The current approach often does not continue properly, as can be seen in the sample videos:

Using the assistant prefill functionality above would make this work correctly in all cases.

ngxson · 2025-11-13T10:20:39Z

Agree with @ggerganov , it's better to use the prefill assistant message from #13174

Just one thing to note though, I think most templates does not support formatting the reasoning content back to original, so probably that's the only case where it will break

allozaur · 2025-11-13T10:21:26Z

Thanks guys, I missed that! Will patch it and come back to you.

allozaur · 2025-11-13T19:28:44Z

@ggerganov @ngxson

I've updated the logic with 859e496 and i have tested with few models and only 1 (Qwen3-VL-32B-Instruct-GGUF) managed to properly continue the assistant message in response to the prefill request. See videos below.

`Qwen3-VL-32B-Instruct-GGUF`

Qwen3-VL-32B-Instruct-GGUF.mov

`ggml-org/gpt-oss-20b-gguf`

gpt-oss-20b-gguf.mov

`ggml-org/gpt-oss-120b-gguf`

gpt-oss-120b-gguf.mov

`unsloth/gemma3-12b-it-gguf`

demo.mp4

ggerganov · 2025-11-13T19:59:10Z

For me, both Qwen3 and Gemma3 are able to complete successfully. For example, here is Gemma3 12B IT:

webui-continue-0.mp4

It's strange that it didn't work for you.

Regarding gpt-oss - I think that "Continue" has to also send the reasoning in this case. Currently, it is discarded and I think it confuses the model.

allozaur · 2025-11-13T20:00:28Z

Regarding gpt-oss - I think that "Continue" has to also send the reasoning in this case. Currently, it is discarded and I think it confuses the model.

Should we then address the thinking models differently for now, at least from the WebUI perspective?

It's strange that it didn't work for you.

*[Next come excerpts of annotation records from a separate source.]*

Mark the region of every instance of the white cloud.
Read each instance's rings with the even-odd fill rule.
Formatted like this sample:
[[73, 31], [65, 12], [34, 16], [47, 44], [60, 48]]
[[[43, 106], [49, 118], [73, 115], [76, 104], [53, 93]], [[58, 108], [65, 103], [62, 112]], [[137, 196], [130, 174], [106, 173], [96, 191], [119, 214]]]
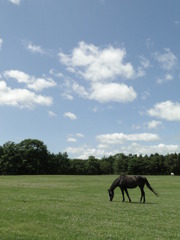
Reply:
[[68, 137], [67, 138], [67, 142], [77, 142], [76, 138], [73, 138], [73, 137]]
[[76, 115], [72, 112], [65, 112], [64, 117], [69, 118], [71, 120], [76, 120], [77, 119]]
[[157, 103], [148, 110], [148, 114], [167, 121], [180, 121], [180, 103], [171, 101]]
[[96, 156], [97, 158], [101, 158], [103, 156], [109, 156], [112, 153], [106, 153], [103, 149], [96, 149], [90, 146], [82, 146], [82, 147], [67, 147], [65, 149], [68, 154], [74, 155], [79, 159], [88, 159], [89, 156]]
[[13, 78], [17, 80], [18, 83], [25, 83], [27, 88], [33, 89], [34, 91], [42, 91], [45, 88], [55, 87], [57, 85], [51, 78], [35, 78], [18, 70], [5, 71], [4, 77]]
[[82, 133], [76, 133], [76, 136], [77, 136], [78, 138], [84, 138], [84, 135], [83, 135]]
[[177, 65], [177, 57], [170, 51], [169, 48], [165, 48], [164, 50], [165, 53], [161, 54], [156, 52], [154, 56], [164, 70], [170, 71]]
[[0, 81], [0, 105], [33, 108], [35, 105], [52, 105], [52, 98], [37, 95], [27, 89], [12, 89]]
[[57, 114], [53, 111], [48, 112], [49, 117], [57, 117]]
[[143, 99], [143, 100], [146, 100], [148, 97], [150, 97], [150, 93], [148, 92], [148, 91], [144, 91], [143, 93], [142, 93], [142, 95], [141, 95], [141, 98]]
[[132, 87], [123, 83], [94, 83], [90, 99], [104, 102], [131, 102], [136, 99], [137, 94]]
[[162, 124], [161, 121], [155, 121], [155, 120], [150, 121], [150, 122], [147, 123], [149, 129], [157, 128], [161, 124]]
[[127, 141], [157, 141], [159, 136], [152, 133], [139, 133], [139, 134], [124, 134], [124, 133], [112, 133], [112, 134], [102, 134], [98, 135], [96, 139], [101, 144], [123, 144]]
[[31, 81], [31, 77], [21, 71], [18, 70], [9, 70], [4, 72], [4, 77], [6, 78], [14, 78], [19, 83], [29, 83]]
[[[76, 93], [82, 98], [106, 102], [131, 102], [136, 99], [137, 93], [133, 87], [124, 83], [114, 82], [115, 79], [130, 79], [137, 77], [131, 63], [125, 62], [125, 49], [112, 46], [101, 49], [93, 44], [80, 42], [70, 55], [59, 53], [61, 63], [69, 71], [76, 73], [87, 80], [85, 83], [68, 79], [64, 96]], [[141, 58], [141, 67], [148, 67], [148, 60]], [[70, 83], [71, 82], [71, 83]]]
[[164, 78], [158, 78], [157, 83], [158, 84], [163, 84], [165, 82], [169, 82], [173, 80], [173, 76], [171, 74], [166, 74]]
[[29, 89], [33, 89], [35, 91], [41, 91], [45, 88], [55, 87], [57, 84], [54, 82], [51, 78], [37, 78], [32, 79], [31, 83], [27, 84], [27, 87]]
[[68, 154], [73, 155], [74, 158], [88, 159], [89, 156], [95, 156], [97, 158], [102, 158], [103, 156], [115, 155], [117, 152], [137, 155], [151, 155], [151, 154], [170, 154], [180, 151], [180, 146], [178, 145], [166, 145], [163, 143], [157, 145], [141, 145], [137, 143], [132, 143], [130, 145], [118, 146], [118, 149], [107, 148], [107, 145], [100, 144], [98, 148], [93, 148], [91, 146], [81, 146], [81, 147], [68, 147], [65, 149]]
[[20, 5], [21, 0], [9, 0], [9, 2], [15, 4], [15, 5]]
[[112, 46], [100, 49], [85, 42], [80, 42], [70, 55], [59, 53], [61, 63], [90, 81], [133, 78], [135, 71], [131, 63], [124, 63], [125, 57], [125, 49]]
[[0, 38], [0, 50], [1, 50], [1, 48], [2, 48], [2, 44], [3, 44], [3, 39]]
[[145, 145], [140, 145], [137, 143], [132, 143], [131, 145], [128, 146], [123, 146], [121, 147], [121, 152], [128, 155], [128, 154], [137, 154], [137, 155], [150, 155], [150, 154], [170, 154], [170, 153], [175, 153], [180, 151], [180, 146], [178, 145], [166, 145], [163, 143], [160, 143], [158, 145], [151, 145], [151, 146], [145, 146]]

I will do some more testing with other instruct models and make sure all is working right.

ngxson · 2025-11-13T20:03:28Z

It's likely due to chat template, I suspect some chat templates (especially jinja) adds the generation prompt. Can you verify how the chat template looks like with POST /apply-template endpoint? (the request body is the same as /chat/completions)

ggerganov · 2025-11-13T20:04:55Z

Regarding gpt-oss - I think that "Continue" has to also send the reasoning in this case. Currently, it is discarded and I think it confuses the model.

Should we then address the thinking models differently for now, at least from the WebUI perspective?

If it's not too complicated, I'd say change the logic so that "Continue" includes the reasoning of the last assistant message for all reasoning models.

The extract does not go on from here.